Son las cinco de la tarde y la noche ya cayó sobre la vieja ciudad recostada
sobre el río. Camino por una orilla en dirección a Spitalfields y entonces
recuerdo unas líneas de Joseph Conrad, escritas en la primera parte de El
corazón de las tinieblas: “cuando camines por los cauces bajos del Támesis,
honra la memoria de los hombres y los barcos que han regresado al reposo del
hogar o partido hacia las batallas del océano. Aguas que han transportado a
aventureros y colonos, buscadores de oro y de fama, almirantes, marineros, capitanes,
mercaderes, oscuros traficantes o nobles sacerdotes, empuñando la espada y
otras veces la antorcha, mensajeros todos ellos del poder y de su patria”. Tiemblo
por un instante. Tal vez sea el frío o la humedad.

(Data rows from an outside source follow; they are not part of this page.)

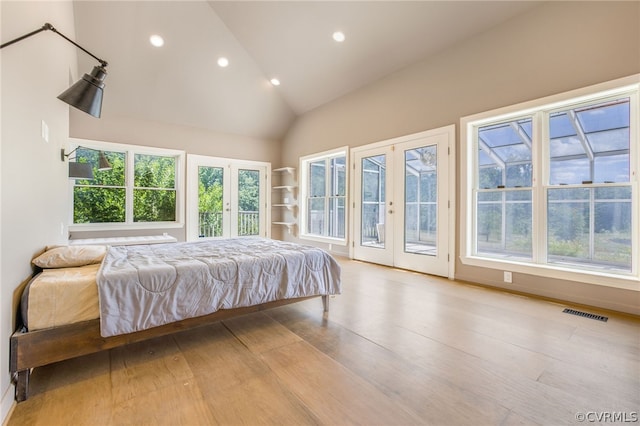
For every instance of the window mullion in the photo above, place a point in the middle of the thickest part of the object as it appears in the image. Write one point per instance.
(540, 164)
(129, 182)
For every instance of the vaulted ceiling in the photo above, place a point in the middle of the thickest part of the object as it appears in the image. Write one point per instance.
(182, 83)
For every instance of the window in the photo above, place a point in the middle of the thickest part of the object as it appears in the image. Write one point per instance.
(323, 196)
(140, 189)
(554, 186)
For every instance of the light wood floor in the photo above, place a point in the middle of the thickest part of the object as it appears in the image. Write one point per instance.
(397, 348)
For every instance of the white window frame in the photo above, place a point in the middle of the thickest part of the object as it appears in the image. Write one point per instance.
(628, 86)
(131, 151)
(304, 194)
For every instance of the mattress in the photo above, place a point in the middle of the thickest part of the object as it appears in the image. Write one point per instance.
(56, 297)
(146, 286)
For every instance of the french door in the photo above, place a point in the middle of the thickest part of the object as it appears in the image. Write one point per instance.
(226, 198)
(401, 204)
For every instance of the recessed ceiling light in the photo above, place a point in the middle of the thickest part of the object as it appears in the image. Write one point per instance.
(156, 40)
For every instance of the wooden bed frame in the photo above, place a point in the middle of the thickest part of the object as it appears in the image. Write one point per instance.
(41, 347)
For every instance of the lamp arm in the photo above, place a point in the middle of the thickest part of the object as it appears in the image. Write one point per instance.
(49, 27)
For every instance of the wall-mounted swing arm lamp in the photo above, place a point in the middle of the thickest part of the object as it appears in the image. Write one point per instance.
(84, 170)
(86, 93)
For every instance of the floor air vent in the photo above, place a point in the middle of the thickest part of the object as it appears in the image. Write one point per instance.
(586, 315)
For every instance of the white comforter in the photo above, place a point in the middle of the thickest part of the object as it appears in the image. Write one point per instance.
(150, 285)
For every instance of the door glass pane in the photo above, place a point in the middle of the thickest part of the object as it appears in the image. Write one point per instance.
(421, 200)
(373, 201)
(210, 189)
(248, 202)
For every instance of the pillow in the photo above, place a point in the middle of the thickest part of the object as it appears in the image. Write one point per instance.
(70, 256)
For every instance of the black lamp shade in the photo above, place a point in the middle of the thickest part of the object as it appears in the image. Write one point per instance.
(80, 170)
(86, 93)
(103, 163)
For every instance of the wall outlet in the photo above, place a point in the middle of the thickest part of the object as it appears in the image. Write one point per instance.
(44, 129)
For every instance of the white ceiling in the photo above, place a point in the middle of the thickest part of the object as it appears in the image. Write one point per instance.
(181, 83)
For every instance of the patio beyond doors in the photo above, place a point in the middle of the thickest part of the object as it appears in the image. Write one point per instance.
(401, 198)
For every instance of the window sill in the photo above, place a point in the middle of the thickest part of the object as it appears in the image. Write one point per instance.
(622, 281)
(123, 226)
(320, 239)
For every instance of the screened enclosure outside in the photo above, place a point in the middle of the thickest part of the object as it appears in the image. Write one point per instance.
(587, 190)
(327, 197)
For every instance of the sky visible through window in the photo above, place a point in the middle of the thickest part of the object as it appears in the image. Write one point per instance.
(587, 144)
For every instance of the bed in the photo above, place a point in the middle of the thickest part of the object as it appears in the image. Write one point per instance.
(84, 299)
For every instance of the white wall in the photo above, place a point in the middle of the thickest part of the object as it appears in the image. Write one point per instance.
(553, 48)
(34, 205)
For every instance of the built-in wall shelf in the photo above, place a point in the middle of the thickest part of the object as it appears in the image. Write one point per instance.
(290, 170)
(290, 207)
(285, 198)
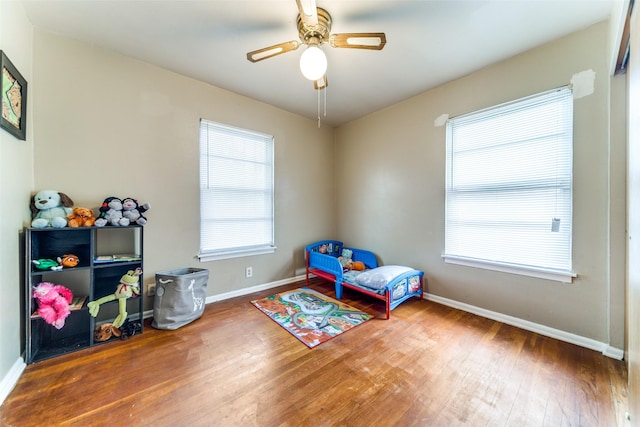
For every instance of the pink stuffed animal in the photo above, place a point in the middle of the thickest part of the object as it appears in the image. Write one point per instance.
(53, 303)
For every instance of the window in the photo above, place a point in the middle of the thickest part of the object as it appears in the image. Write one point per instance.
(236, 192)
(509, 187)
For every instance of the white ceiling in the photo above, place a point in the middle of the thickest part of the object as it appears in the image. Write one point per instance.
(429, 42)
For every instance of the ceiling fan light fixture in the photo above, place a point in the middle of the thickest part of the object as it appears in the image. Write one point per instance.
(313, 63)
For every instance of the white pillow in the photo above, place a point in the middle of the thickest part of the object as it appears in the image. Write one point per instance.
(378, 278)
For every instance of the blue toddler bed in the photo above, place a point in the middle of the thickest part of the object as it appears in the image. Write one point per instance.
(393, 284)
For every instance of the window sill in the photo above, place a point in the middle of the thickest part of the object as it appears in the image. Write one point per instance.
(540, 273)
(236, 254)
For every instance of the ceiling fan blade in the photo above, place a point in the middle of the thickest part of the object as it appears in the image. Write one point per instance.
(375, 41)
(271, 51)
(308, 12)
(321, 83)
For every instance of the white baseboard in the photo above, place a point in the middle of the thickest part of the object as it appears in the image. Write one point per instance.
(246, 291)
(604, 348)
(11, 379)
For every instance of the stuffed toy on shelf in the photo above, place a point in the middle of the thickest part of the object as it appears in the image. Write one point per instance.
(53, 303)
(133, 211)
(81, 217)
(111, 213)
(50, 209)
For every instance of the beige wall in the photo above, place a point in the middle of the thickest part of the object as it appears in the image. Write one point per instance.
(16, 181)
(391, 190)
(104, 124)
(108, 125)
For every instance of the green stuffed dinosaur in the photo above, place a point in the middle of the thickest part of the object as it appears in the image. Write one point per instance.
(128, 286)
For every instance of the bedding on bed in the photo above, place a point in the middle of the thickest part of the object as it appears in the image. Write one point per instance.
(393, 284)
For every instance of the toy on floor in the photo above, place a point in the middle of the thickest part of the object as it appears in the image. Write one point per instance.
(50, 209)
(129, 329)
(128, 287)
(53, 303)
(81, 217)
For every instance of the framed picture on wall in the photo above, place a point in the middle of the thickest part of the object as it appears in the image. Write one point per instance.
(14, 99)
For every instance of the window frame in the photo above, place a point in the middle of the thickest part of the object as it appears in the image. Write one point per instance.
(456, 256)
(239, 250)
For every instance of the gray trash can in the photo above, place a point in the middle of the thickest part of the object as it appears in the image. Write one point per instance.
(180, 297)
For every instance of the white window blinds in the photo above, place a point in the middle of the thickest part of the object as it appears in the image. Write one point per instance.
(236, 191)
(509, 186)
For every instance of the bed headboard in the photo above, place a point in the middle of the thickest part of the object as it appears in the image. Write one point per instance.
(329, 247)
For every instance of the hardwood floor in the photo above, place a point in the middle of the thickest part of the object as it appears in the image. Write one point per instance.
(429, 365)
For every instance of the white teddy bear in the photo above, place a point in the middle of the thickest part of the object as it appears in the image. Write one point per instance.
(50, 209)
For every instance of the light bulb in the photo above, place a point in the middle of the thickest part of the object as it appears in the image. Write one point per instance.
(313, 63)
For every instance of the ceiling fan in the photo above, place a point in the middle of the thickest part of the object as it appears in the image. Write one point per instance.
(314, 30)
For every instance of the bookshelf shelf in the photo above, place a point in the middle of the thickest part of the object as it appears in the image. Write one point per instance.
(94, 277)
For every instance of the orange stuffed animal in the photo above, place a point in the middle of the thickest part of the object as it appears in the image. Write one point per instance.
(81, 217)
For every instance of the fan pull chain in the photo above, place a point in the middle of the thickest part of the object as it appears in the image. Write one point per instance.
(318, 108)
(324, 106)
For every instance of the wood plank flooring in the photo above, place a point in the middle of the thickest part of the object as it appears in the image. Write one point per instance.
(429, 365)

El viento barre las piedras de las calles espejadas por la lluvia.
Vuelvo a mi habitación de mala muerte en un antiguo suburbio del este con los
puños apretados y hundidos en los bolsillos, y masticando mis propios recuerdos
de aquella patria ingrata y cruel de donde me tocó emigrar. Tengo por delante un
camino largo y voy pensando. Claro, estos tipos creen en el detalle y en la
caballerosidad. Por eso han sabido dominar el mundo con precisión y crueldad.
Como dijo mi amigo Guillermo, cada sociedad tiene el país que se merece. Es cierto, me digo. Por eso
mis paisanos son tan despreciables en la mayoría de las derrotas y tan crueles
en las pocas victorias. En cambio estos británicos se han ganado su reputación
a punta de siglos de temple, voluntad y determinación, peleando contra todos en batallas que duran hasta hoy. Un pueblo de guerreros, poetas y marinos.
Recuerdo a los dos pilotos
veteranos siendo insultados en la escuela, y recuerdo a aquel imbécil que me
escupió el uniforme en el tren mientas viajaba de Bahía Blanca a Constitución, en mis
tiempos de soldado.
Pateo una piedrita y sigo caminando. El hotelucho y una comida caliente ya están cerca.
A veces hay broncas que quedan en la memoria y se olvidan por un tiempo, y luego vuelven y se largan de nuevo, pero nunca se van del todo.